Мережковский не просто подключается к традиции изображения новой столицы как «обители теней, призраков и фантомов» [Исупов 1993, 68]. Если, например, у Гоголя происходящее в Петербурге приобретает свойства непроницаемого сна, из которого нет выхода [Пумпянский 2000, 327—328], то у Мережковского таким непроницаемым сном оказывается сам Петербург. Предельный случай здесь — история Марфы Матвеевны, помешавшейся в уме вдовы царя Федора Алексеевича, которой все, что она видела «из окон своей комнаты», представлялось «как страшный и нелепый сон. А сновидения казались действительностью» [4, 85]. Будучи порождением ее больного ума, представление царицы о городе, где сон невозможно отличить от яви, служит лишь крайней степенью нормы восприятия Петербурга, характерного и для других героев романа.

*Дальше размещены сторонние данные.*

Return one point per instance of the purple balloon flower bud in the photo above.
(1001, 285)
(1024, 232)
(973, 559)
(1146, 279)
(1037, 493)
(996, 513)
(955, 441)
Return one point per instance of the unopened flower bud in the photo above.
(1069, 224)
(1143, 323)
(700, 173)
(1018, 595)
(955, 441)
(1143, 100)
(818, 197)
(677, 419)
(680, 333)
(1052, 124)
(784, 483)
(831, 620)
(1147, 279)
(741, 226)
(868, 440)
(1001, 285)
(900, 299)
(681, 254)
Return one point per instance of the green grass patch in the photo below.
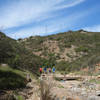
(97, 81)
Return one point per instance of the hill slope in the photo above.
(74, 49)
(17, 56)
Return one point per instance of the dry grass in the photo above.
(45, 91)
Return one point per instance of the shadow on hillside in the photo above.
(10, 80)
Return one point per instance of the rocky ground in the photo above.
(63, 90)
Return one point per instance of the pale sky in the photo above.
(24, 18)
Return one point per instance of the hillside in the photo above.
(17, 56)
(76, 49)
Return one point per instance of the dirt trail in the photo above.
(78, 90)
(75, 90)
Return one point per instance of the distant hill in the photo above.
(74, 49)
(17, 56)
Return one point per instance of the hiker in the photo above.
(53, 69)
(28, 77)
(49, 70)
(40, 70)
(45, 69)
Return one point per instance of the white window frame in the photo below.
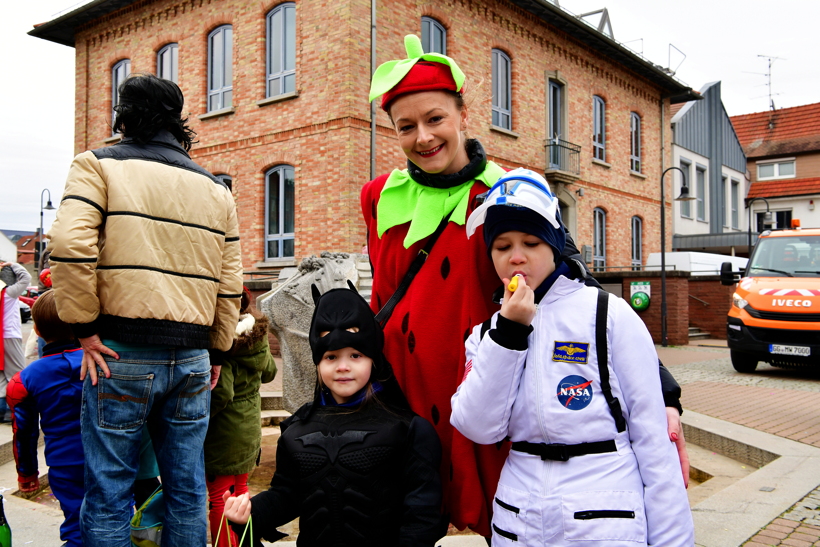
(599, 240)
(280, 237)
(635, 163)
(735, 196)
(598, 128)
(637, 243)
(700, 194)
(502, 82)
(221, 90)
(168, 62)
(119, 73)
(430, 30)
(686, 206)
(777, 163)
(281, 29)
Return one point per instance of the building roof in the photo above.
(62, 30)
(784, 188)
(778, 132)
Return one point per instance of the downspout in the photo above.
(372, 104)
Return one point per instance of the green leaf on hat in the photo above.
(389, 74)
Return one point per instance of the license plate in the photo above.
(789, 350)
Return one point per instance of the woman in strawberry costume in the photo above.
(452, 292)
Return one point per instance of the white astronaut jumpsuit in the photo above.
(551, 393)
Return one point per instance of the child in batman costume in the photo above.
(357, 468)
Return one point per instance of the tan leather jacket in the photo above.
(145, 248)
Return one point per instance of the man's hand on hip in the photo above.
(93, 350)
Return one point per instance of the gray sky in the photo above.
(720, 38)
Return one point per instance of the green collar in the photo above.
(403, 200)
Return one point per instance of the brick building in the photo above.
(783, 151)
(277, 94)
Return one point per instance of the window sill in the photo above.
(275, 263)
(504, 131)
(217, 113)
(278, 98)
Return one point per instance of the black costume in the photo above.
(360, 474)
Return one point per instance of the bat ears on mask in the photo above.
(316, 294)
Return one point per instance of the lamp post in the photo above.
(48, 207)
(684, 196)
(767, 219)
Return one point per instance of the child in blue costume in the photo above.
(48, 394)
(356, 465)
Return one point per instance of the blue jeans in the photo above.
(167, 391)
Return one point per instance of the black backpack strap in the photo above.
(603, 360)
(387, 310)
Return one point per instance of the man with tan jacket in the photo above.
(146, 267)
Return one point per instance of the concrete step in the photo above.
(274, 417)
(272, 400)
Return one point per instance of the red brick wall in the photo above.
(710, 318)
(324, 132)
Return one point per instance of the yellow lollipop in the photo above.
(514, 283)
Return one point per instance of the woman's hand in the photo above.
(237, 509)
(93, 349)
(518, 306)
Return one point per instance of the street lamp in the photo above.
(767, 219)
(48, 207)
(684, 196)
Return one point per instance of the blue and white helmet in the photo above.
(519, 188)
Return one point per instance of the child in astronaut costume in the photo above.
(591, 463)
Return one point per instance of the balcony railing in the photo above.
(563, 161)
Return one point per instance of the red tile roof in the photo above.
(783, 188)
(776, 132)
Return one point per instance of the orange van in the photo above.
(775, 313)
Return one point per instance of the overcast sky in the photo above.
(721, 40)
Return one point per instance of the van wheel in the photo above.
(743, 362)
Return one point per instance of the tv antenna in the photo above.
(771, 59)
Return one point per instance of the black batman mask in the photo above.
(343, 319)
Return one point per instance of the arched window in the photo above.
(281, 50)
(220, 68)
(599, 247)
(168, 62)
(637, 243)
(599, 128)
(119, 72)
(433, 36)
(227, 179)
(502, 90)
(635, 163)
(280, 208)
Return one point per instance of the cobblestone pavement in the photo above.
(797, 527)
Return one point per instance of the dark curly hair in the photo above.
(147, 105)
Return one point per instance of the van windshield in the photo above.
(786, 256)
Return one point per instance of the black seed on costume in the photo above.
(445, 268)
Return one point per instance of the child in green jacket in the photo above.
(234, 438)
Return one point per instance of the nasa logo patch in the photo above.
(575, 392)
(570, 352)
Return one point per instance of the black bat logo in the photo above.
(331, 443)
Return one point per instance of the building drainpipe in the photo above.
(372, 104)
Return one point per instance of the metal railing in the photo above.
(563, 156)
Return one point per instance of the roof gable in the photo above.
(776, 132)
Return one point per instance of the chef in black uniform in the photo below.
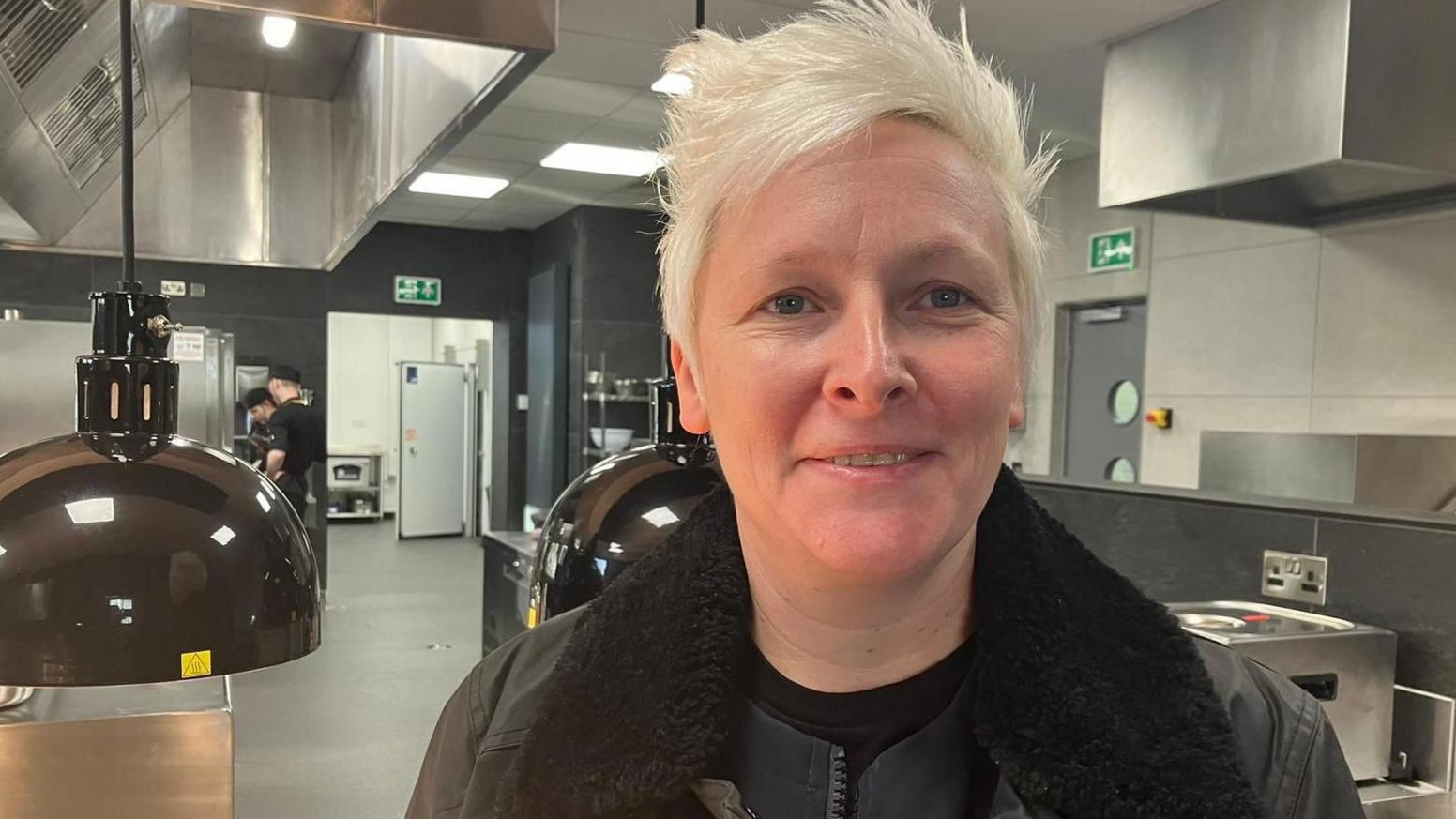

 В «Дневнике фрейлины Арнгейм» Петербург с его домами «затейливой архитектуры», похожими «на голландские кирхи», рядом с которыми теснятся «бедные лачужки, крытые дерном и берестою», описан как имитация настоящего европейского города, обернувшегося сновидческой фикцией: «Как будто нарисованное или нарочно сделанное. Кажется, спишь и видишь небывалый город во сне» [4, 101—102]. Слова «кажется» и «казалось», повторяясь, служат лейтмотивом дневниковых записей, подчеркивая мнение их автора о Петербурге как о небывалом городе, словно привидевшемся во сне. Так, участники маскарада на Троицкой площади, окутанные густым туманом, «казались смешными и страшными призраками», а «рядом с помостом» для танцев «виднелись черные колья с железными спицами, на которых торчали мертвые, почти истлевшие головы казненных», и фрейлине «опять казалось, как постоянно здесь кажется, что все это — сон» [4, 109]. Когда хоронили кронпринцессу, то предстал перед фрейлиной «весь город в тумане — точно призрак или сновидение», что усиливает сложившееся у нее впечатление о Петербурге: «И все, что я испытала, видела и слышала в этом страшном городе, — теперь более, чем когда-либо, казалось мне сном» [4, 157].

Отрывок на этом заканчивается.